Pseudonyms: Howard Lee; Frank S Shawn; Kenneth Robeson; Con Steffanson; Josephine Kains; Joseph Silva; William Shatner. Ron Goulart is a cultural historian and novelist. Besides writing extensively about pulp fiction—including the seminal Cheap Thrills: An Informal History of Pulp Magazines (1972)—Goulart has written for the pulps since 1952, when the Magazine of Fantasy & Science Fiction published his first story, a sci-fi parody of letters to the editor. Since then he has written dozens of novels and countless short stories, spanning genres and using a variety of pennames, including Kenneth Robeson, Joseph Silva, and Con Steffanson. In the 1990s, he became the ghostwriter for William Shatner’s popular TekWar novels. Goulart’s After Things Fell Apart (1970) is the only science-fiction novel to ever win an Edgar Award.

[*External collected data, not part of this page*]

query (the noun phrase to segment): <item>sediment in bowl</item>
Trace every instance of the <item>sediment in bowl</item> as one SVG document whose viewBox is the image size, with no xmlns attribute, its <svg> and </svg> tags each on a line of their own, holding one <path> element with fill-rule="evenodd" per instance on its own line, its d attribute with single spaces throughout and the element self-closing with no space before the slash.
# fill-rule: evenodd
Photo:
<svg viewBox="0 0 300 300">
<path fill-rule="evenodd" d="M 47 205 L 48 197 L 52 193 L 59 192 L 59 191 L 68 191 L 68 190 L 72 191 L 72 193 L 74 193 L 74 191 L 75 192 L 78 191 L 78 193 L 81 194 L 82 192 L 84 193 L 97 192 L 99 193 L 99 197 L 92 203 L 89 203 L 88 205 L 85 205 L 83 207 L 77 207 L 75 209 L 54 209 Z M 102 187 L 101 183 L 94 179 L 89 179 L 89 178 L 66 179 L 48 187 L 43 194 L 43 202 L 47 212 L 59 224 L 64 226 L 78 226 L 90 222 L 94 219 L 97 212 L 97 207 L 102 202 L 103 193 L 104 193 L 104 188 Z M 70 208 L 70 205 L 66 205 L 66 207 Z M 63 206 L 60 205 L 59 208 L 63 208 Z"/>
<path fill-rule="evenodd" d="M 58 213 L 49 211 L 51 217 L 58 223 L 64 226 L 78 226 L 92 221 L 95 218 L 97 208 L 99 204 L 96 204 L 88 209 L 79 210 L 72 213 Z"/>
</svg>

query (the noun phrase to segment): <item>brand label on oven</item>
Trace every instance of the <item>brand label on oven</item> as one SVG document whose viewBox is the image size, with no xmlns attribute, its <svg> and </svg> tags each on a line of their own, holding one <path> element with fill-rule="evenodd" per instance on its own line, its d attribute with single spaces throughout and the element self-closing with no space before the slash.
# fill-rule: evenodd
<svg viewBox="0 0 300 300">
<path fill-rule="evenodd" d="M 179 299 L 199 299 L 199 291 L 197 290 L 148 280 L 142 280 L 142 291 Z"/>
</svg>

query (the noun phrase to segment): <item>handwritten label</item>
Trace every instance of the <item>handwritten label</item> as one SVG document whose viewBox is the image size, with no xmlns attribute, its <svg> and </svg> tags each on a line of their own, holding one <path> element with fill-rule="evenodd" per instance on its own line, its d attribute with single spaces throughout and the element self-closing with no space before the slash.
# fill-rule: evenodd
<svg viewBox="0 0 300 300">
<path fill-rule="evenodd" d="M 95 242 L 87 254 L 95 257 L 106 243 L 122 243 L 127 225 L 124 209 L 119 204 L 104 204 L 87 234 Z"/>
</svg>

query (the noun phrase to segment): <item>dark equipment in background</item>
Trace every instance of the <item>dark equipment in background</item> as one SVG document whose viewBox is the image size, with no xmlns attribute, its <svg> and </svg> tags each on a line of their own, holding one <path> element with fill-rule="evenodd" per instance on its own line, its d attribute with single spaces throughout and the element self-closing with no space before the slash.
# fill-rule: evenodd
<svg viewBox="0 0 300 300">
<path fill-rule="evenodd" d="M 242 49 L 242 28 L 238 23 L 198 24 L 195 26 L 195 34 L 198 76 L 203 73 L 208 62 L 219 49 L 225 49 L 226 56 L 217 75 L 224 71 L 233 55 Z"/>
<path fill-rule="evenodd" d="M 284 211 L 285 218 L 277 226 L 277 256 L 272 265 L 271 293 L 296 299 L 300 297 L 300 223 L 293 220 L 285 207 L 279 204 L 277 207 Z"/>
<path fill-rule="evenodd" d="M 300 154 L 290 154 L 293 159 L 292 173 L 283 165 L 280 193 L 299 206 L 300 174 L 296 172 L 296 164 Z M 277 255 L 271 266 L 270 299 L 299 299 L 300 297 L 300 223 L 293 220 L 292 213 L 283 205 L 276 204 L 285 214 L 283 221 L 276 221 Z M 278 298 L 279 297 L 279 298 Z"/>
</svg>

In the 1970s Goulart wrote novels starring series characters like Flash Gordon and the Phantom, and in 1980 he published Hail Hibbler, a comic sci-fi novel that began the Odd Jobs, Inc. series. Goulart has also written several comic mystery series, including six books starring Groucho Marx. Having written for comic books, Goulart produced several histories of the art form, including the Comic Book Encyclopedia (2004).
This is a large, very well-produced over-view of the graphic field and the history of modern comics. It has many color reproductions of covers and pages of comics both famous and somewhat obscure. It has a bigger-than-life comics feel to it, both in Goulart's enthusiasm for his subject, and in the visual design and layout. It's great for either leafing through randomly, or researching a particular comic. Lots of fun!
This is a big, beautiful, richly illustrated book that covers a lot of territory—the history and development of comic books and graphic novels. It attempts to cover the entire field, characters, artists, writers, and give at least a basic understanding of the history. Unfortunately, as it says on the cover, "Nearly 400 BIG pages!", i.e., it's not quite four hundred pages. That's not enough space for in-depth treatment; it's made a bit more cramped by those beautiful illustrations (which, I must say, it would be a shame to lose.). The articles are mostly short, and characters one would have thought important enough for their own entries are reduced to mentions in broader entries. (Bugs Bunny, for instance, is barely mention in the "Looney Tunes and Merrie Melodies" entry.) This is a good, fun book nevertheless, but possibly a better choice for the reader just getting seriously interested in comics, than for the established fan who already has an in-depth knowledge of the field.